Republican members of the House Energy & Commerce Committee had asked Pai to close the docket after FCC chairman Tom Wheeler was unable to get three Democratic votes for his "unlock the box," then "unlock the app" proposals.
Related: FCC's Pai Plans Digital Diversity Empowerment Committee
Pai did not support Wheeler's approach and reiterated that in the letter.
"I share your goal of promoting a clear, consumer-focused, fair, and competitive regulatory path for video programming delivery," he wrote. "Because I do not believe that the set-top box Order circulated by my immediate predecessor furthered this goal, I have removed it from circulation. As such, it is no longer pending before the Commission, and I do not intend to resurrect it."
The Republicans had said the docket should be closed because it was regulatory overhang, but Pai signaled it should remain open because there was some related regulatory overhang that could potentially be removed by doing so.
Related: Ajit Pai Charts the Future
He said he agreed with closing dockets no longer under active consideration, but that it would be premature to put the set-top item in that category because in the Notice of Proposed Rulemaking, which never got voted, there were unrelated issues teed up, including and in particular, on whether the FCC should eliminate the CableCARD reporting requirement.

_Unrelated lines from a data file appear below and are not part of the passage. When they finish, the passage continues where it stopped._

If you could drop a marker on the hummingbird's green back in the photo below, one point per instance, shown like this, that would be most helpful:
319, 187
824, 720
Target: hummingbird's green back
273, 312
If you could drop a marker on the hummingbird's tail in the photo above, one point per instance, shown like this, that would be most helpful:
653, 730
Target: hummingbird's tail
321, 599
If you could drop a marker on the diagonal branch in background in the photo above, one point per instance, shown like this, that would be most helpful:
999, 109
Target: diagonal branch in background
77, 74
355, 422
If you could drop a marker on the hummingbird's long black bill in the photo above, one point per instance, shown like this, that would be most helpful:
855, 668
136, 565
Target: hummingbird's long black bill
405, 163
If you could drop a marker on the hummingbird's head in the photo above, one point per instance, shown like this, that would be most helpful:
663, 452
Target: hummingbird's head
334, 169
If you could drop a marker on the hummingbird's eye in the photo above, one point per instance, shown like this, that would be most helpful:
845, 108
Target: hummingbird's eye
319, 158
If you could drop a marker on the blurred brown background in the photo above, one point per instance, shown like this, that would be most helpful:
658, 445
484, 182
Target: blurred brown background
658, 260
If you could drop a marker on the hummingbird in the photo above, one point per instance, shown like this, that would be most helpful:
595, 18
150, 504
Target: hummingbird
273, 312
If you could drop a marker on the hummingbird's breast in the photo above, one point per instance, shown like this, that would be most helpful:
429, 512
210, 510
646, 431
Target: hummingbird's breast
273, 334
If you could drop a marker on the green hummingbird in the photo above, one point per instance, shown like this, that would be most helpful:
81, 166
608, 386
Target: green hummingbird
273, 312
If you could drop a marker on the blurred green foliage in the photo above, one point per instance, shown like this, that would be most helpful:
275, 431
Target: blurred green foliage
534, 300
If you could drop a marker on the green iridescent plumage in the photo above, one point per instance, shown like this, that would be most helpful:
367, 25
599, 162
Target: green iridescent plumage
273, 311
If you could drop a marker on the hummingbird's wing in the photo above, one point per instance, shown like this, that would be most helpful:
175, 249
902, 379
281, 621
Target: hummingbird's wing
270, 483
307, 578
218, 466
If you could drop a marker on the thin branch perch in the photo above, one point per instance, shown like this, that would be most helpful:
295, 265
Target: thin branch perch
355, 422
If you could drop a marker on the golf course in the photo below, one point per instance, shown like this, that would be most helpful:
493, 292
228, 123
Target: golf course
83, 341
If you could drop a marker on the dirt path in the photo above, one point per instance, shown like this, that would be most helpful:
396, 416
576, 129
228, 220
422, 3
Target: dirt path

In 2005, the Commission started requiring that the six largest cable operators report every quarter (technically 90 days) on "CableCARD deployment and support," in part given the FCC decision to eliminate the ban on integrated set-tops, that is set-tops that united the security and channel surfing functions. The CableCARD regime was created as the separate hardware-based security portion of those separated functions in hopes that its availability would prompt a retail market in set-tops to compete with MVPD rentals, something the FCC conceded never really happened.